The Devi BhAgabatam, Book 3, Chapter 1.
Now, if Vedanta=Vedas, then there remains no need to mention them separately in the same sentence. Right? But as you can see they are mentioned separately.
Even the Brihad Aranyaka Upanishad mention Vedas and Upanishads separately while mentioning them together. Following are the relevant verses from the Upanishad.
"As from a fire kindled with wet fuel various kinds of smoke issue
forth, even so, my dear,
the Rig—Veda, the Yajur—Veda, the Sama—Veda, the Atharvangirasa, history (itihasa), mythology (purana), the arts (vidya), the
Upanishads, verses (slokas), aphorisms (sutras), elucidations
(anuvyakhyanas) and explanations (vyakhyanas) are like the breath of
this infinite Reality. From this Supreme Self are all these, indeed,
breathed forth. (4.5.11)
Janaka, Emperor of Videha, rose from his lounge, humbly approached
Yajnavalkya and said: "Salutation to you, O Yajnavalkya. Please
instruct me." Yajnavalkya said: "Your Majesty, as one who wishes to go
a long distance would procure a chariot or a ship, even so you have
fully equipped your mind with so many secret names of Brahman. You are
also honoured and wealthy; you have studied the Vedas and heard the
Upanishads. But do you know where you will go when you are released
from this body?"
Verses from Brihad Aranyaka Upanishad,(4.2.1) .

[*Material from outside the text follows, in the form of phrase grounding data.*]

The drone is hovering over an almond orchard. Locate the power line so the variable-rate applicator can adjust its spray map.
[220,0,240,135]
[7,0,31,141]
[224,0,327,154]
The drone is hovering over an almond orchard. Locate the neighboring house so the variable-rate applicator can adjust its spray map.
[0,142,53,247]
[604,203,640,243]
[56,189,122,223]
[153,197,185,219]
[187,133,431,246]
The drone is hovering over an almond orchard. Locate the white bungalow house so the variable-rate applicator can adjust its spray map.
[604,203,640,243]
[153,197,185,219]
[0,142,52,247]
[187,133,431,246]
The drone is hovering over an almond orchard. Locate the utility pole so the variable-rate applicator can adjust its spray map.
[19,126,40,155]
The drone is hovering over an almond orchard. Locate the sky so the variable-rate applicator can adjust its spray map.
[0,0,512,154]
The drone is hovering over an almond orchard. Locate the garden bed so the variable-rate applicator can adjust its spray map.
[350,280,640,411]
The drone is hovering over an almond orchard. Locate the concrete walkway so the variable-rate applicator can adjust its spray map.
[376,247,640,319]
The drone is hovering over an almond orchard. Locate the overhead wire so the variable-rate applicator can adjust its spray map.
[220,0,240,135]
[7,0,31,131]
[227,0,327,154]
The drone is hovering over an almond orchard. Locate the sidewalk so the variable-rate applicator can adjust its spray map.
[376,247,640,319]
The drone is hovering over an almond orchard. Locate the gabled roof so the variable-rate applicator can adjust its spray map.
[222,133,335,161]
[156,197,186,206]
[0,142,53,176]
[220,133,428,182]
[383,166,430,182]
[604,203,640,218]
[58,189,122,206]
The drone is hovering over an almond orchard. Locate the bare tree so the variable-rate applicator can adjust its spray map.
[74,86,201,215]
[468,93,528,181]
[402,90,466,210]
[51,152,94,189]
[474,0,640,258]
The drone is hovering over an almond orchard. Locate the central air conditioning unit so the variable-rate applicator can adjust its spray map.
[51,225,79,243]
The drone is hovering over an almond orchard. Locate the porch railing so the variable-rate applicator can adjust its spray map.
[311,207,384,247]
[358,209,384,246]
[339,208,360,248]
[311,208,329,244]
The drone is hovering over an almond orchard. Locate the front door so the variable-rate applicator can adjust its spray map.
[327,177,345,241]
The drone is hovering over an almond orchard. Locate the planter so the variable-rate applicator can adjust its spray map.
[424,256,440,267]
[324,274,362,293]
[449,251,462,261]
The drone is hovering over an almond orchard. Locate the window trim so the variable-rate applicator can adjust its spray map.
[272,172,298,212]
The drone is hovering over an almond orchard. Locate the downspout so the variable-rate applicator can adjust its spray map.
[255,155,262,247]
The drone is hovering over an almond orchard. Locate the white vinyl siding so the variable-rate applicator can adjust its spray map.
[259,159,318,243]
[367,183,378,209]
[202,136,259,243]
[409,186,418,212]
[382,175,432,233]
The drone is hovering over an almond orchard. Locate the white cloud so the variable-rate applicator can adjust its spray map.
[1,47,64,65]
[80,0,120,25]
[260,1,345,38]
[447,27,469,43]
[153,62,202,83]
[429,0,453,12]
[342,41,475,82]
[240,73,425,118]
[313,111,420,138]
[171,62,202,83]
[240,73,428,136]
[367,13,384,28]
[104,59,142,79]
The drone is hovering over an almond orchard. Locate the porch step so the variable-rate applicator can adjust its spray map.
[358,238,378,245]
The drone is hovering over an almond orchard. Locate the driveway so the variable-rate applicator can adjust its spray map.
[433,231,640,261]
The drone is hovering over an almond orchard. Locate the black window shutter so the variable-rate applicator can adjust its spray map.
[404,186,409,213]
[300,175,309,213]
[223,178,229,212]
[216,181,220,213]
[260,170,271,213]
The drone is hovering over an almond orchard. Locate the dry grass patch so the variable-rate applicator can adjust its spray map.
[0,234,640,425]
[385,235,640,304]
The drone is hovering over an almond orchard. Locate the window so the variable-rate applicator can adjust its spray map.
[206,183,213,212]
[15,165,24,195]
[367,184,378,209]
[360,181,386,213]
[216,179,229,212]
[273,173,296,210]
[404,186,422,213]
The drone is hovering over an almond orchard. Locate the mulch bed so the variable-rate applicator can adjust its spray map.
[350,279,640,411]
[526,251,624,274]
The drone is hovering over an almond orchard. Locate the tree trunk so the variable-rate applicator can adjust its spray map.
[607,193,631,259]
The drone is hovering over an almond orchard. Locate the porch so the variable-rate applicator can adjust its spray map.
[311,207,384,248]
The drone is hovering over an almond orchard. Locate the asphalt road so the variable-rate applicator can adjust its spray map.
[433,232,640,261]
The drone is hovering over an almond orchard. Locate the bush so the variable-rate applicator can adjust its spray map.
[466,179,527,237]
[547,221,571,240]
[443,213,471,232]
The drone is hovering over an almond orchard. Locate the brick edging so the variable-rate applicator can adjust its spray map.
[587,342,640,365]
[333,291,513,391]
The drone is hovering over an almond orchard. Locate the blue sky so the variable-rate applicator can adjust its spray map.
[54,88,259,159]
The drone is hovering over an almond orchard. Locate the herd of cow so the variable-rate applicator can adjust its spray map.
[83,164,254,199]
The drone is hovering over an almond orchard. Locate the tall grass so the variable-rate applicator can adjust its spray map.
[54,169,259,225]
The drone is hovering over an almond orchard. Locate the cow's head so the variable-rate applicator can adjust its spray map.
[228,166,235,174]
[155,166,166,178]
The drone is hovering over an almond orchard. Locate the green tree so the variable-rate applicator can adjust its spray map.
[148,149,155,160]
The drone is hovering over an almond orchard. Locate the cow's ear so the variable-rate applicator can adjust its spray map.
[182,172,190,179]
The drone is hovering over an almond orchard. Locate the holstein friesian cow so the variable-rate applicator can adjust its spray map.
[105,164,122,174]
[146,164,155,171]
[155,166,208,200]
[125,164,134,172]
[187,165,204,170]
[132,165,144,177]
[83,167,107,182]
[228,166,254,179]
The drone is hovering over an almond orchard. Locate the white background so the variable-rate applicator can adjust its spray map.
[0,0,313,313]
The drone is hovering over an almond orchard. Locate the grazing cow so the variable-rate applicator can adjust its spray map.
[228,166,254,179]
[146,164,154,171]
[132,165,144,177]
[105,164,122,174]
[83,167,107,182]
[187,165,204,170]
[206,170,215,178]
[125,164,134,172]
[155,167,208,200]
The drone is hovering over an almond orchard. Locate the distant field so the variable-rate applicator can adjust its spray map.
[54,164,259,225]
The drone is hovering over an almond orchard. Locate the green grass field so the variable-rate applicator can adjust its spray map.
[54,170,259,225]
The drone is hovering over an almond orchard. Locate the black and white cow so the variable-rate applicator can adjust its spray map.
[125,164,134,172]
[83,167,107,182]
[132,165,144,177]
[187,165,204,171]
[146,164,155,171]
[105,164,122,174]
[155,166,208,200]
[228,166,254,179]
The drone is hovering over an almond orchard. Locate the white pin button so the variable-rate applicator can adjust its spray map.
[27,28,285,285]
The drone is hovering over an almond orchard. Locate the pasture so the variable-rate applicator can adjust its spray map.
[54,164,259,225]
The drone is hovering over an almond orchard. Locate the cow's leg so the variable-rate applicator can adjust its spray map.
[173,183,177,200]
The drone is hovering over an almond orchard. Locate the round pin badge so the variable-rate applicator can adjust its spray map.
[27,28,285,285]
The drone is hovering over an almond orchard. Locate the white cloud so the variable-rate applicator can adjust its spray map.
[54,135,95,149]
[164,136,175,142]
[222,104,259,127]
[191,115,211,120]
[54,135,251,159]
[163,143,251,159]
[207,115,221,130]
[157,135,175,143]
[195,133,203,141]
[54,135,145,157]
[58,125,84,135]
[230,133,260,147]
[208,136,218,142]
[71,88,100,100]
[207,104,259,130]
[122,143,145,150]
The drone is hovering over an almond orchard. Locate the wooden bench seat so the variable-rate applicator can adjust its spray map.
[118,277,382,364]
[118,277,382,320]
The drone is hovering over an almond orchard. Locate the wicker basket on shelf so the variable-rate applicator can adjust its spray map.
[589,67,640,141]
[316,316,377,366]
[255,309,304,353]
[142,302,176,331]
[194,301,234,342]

The Vyasa Smriti also does the same:
Then having recited the Gayatri, the twice-born ones should commence
the study of the Vedas. Having studied portion of the Saman, Yajus,
and Atharvan, they should commence reading the Itihasas, Puranas and
Upanishads, either entirely, or in parts, if a complete perusal is not
feasible. This should be done every day. (910) (Vyasa Smriti)
So, option 2 is much more reasonable. They are appended later to the Vedas by the teachers so that the students can master the terse content of Vedas easily.
They are like appendices to the Vedas but very important texts none the less.